D. Rolando Álvarez vai mesmo ser julgado. Esta é a principal conclusão da audiência preliminar de terça-feira, 10 de Janeiro. O Tribunal de Manágua decidiu também manter o Bispo de Matagalpa em prisão domiciliária.
Não foi ainda divulgada a data do início do julgamento em que o prelado vai responder pela acusação de “conspiração” contra a integridade nacional e de “propagação de falsas notícias”, através das tecnologias de informação e comunicação “em detrimento do Estado e da sociedade nicaraguense”.
Na audiência de terça-feira, foi confirmado também o mandado de captura contra o Padre Uriel Antonio Vallejos, responsável pela paróquia de Jesus da Divina Misericórdia, na cidade de Sébaco, que enfrenta as mesmas acusações que o bispo e que está fora do país.

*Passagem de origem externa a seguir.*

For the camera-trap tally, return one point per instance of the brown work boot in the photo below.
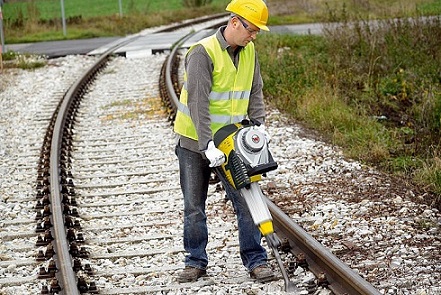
(191, 274)
(262, 274)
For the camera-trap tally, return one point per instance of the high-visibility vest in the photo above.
(230, 91)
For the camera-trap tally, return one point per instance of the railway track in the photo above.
(121, 232)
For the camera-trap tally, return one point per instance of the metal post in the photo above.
(63, 18)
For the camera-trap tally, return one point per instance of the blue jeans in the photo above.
(194, 175)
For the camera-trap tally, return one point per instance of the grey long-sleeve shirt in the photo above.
(199, 68)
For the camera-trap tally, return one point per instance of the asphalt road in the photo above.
(53, 49)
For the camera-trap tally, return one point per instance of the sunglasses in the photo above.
(246, 26)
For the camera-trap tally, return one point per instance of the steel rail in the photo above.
(341, 278)
(65, 273)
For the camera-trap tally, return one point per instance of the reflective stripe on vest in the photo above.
(230, 91)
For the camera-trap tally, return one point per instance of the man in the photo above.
(222, 85)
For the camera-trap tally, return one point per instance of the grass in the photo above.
(376, 93)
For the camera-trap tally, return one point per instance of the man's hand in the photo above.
(214, 155)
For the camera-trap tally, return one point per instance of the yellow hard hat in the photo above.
(254, 11)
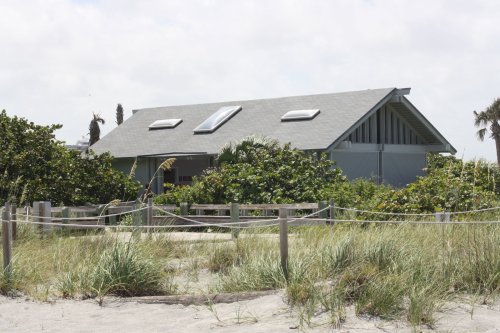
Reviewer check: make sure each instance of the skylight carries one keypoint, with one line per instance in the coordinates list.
(217, 119)
(300, 115)
(165, 123)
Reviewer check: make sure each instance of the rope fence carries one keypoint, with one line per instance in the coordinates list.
(325, 213)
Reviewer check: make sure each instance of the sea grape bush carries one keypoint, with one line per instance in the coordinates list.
(35, 166)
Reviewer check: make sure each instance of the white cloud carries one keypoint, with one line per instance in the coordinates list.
(63, 60)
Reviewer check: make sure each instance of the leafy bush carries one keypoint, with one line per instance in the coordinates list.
(260, 171)
(34, 166)
(451, 185)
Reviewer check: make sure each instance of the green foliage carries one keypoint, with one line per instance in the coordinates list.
(35, 166)
(260, 171)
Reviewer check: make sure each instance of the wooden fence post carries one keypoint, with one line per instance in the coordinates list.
(442, 217)
(283, 215)
(332, 212)
(149, 220)
(45, 215)
(13, 218)
(184, 208)
(235, 217)
(7, 238)
(65, 215)
(101, 210)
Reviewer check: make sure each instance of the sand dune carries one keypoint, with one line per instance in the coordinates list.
(264, 314)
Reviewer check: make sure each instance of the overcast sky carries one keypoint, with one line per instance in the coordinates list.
(62, 60)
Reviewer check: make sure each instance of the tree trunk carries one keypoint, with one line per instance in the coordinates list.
(497, 143)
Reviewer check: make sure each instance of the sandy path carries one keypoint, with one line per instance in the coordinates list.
(265, 314)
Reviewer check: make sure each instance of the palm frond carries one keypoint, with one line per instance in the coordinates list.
(481, 134)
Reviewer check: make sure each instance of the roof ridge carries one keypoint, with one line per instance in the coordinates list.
(263, 99)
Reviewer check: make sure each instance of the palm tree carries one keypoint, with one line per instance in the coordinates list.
(94, 130)
(489, 119)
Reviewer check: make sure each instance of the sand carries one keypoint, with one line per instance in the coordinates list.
(264, 314)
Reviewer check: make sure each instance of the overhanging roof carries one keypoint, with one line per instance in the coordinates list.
(339, 112)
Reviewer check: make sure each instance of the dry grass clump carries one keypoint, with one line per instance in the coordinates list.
(388, 271)
(91, 265)
(391, 272)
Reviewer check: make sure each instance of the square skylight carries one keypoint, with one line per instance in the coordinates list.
(300, 115)
(165, 123)
(217, 119)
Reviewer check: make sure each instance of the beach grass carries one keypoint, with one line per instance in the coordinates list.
(387, 271)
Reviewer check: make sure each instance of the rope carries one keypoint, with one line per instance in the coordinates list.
(415, 222)
(87, 217)
(383, 213)
(103, 226)
(416, 214)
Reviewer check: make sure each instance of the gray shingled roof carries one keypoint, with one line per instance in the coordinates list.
(339, 112)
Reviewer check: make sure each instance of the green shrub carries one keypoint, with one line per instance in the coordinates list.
(259, 171)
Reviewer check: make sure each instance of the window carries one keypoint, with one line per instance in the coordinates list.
(300, 115)
(217, 119)
(165, 123)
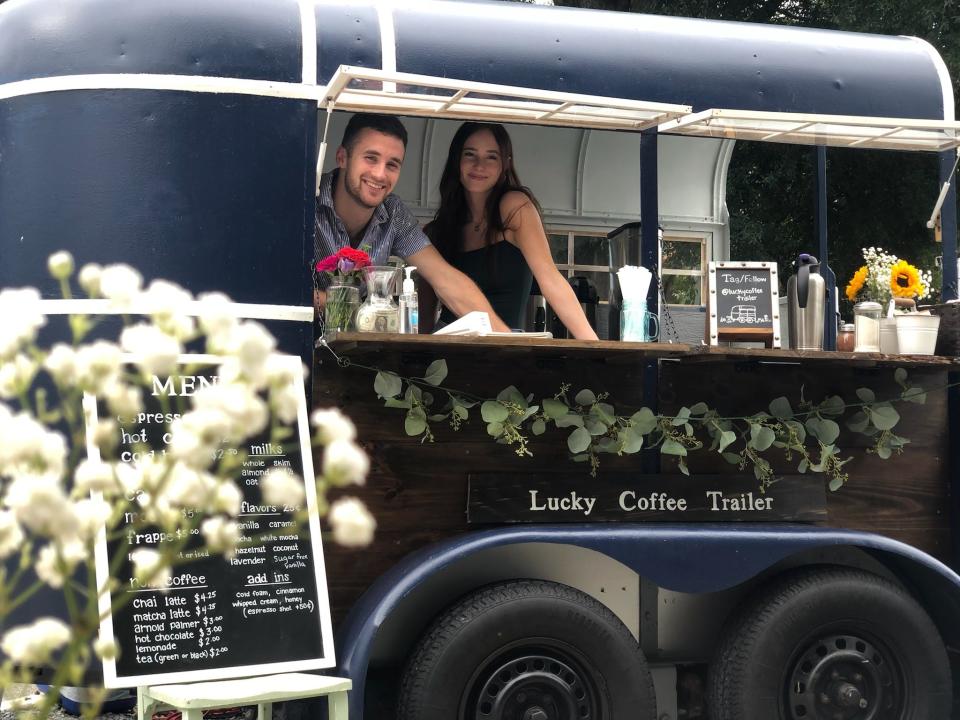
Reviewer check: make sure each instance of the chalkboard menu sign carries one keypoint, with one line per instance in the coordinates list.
(743, 303)
(263, 610)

Esta audiência ocorre depois de a 13 de Dezembro, o tribunal ter admitido as acusações formuladas pelo procurador do Ministério Público contra D. Rolando Álvarez, de 56 anos, Bispo da Diocese de Matagalpa e também Administrador Apostólico da Diocese de Estelí, e que é o primeiro prelado a ser preso e processado desde 2007, quando Daniel Ortega regressou ao poder.
Juntamente com D. Álvarez, foram detidos por agentes da polícia seis sacerdotes, seminaristas e leigos que se encontravam com o bispo na madrugada de 19 de Agosto no palácio episcopal.
A Diocese de Matagalpa pediu entretanto aos fiéis para rezarem por D. Rolando Álvarez que é, neste momento, um dos rostos mais visíveis da perseguição à Igreja pelo regime de Ortega.
Antes de o Bispo ter sido colocado em prisão domiciliária, o governo de Daniel Ortega expulsava o Núncio Apostólico, Waldemar Stanislaw Sommertag, forçava a saída do país das Missionárias da Caridade, a congregação fundada pela Santa Madre Teresa de Calcutá, assim como de outros religiosos e sacerdotes, e provocava também o encerramento do canal de televisão da Conferência Episcopal e de outras seis estações de rádio católicas.
Ainda recentemente, em Novembro, foi publicada a edição actualizada do relatório “Nicarágua: uma Igreja perseguida?”, da responsabilidade da advogada e investigadora Martha Patricia Molina. Segundo esse relatório, houve, no período entre Abril de 2018 e Outubro de 2022, 396 ataques contra a Igreja Católica neste país da América do Sul.
Entre as quase quatro centenas de episódios documentados, há relatos de profanações, roubos, ameaças e discurso de ódio. Durante este período, foram vários os bispos, padres, irmãs e leigos visados pelas autoridades.
O trabalho de Martha Molina permite fazer um retrato pormenorizado do estado a que chegou a Nicarágua face ao abuso sistemático de direitos humanos. “Hoje , estudantes, camponeses, médicos, professores, padres, freiras, seminaristas, jornalistas, advogados, leigos da Igreja Católica e defensores dos direitos humanos são criminalizados pelo sistema de justiça do país e, como consequência, à data da publicação deste estudo, há 2194 prisioneiros políticos e milhares de cidadãos forçados ao exílio.”
A prisão de D. Rolando Álvarez provocou inúmeras reacções. Desde o Papa Francisco, até às Conferências Episcopais de Cuba, Itália e Brasil, passando pelo secretário-geral da ONU e o Parlamento Europeu, foram muitas já as vozes que se ergueram já em defesa do Bispo e de repúdio pela situação em que se encontra.
Também a Fundação AIS já expressou publicamente a sua condenação pela forma como as autoridades nicaraguenses estão a agir. Regina Lynch, directora de projectos internacionais da Fundação AIS, afirmou, logo após a detenção de D. Rolando, que se está a assistir a “uma tentativa de silenciar a Igreja na Nicarágua”. E acrescentou que não há uma solução fácil para esta situação. “Precisamos de apoiá-los tanto quanto possível. Temos de rezar para que possa haver uma solução pacífica e não um aumento adicional das hostilidades”, acrescentou ainda a responsável da Ajuda à Igreja que Sofre.
A Fundação AIS tem uma grande proximidade não só com a Igreja nicaraguense como também com o Bispo de Matagalpa, agora detido.
Prova disso, durante a sua última visita à sede internacional da AIS, em 2019, o Bispo Alvarez, fez questão de referir o trabalho conjunto que se vem realizando há vários anos com o apoio da fundação pontifícia e de agradecer a ajuda dos benfeitores da instituição espalhados pelos quatro cantos do mundo.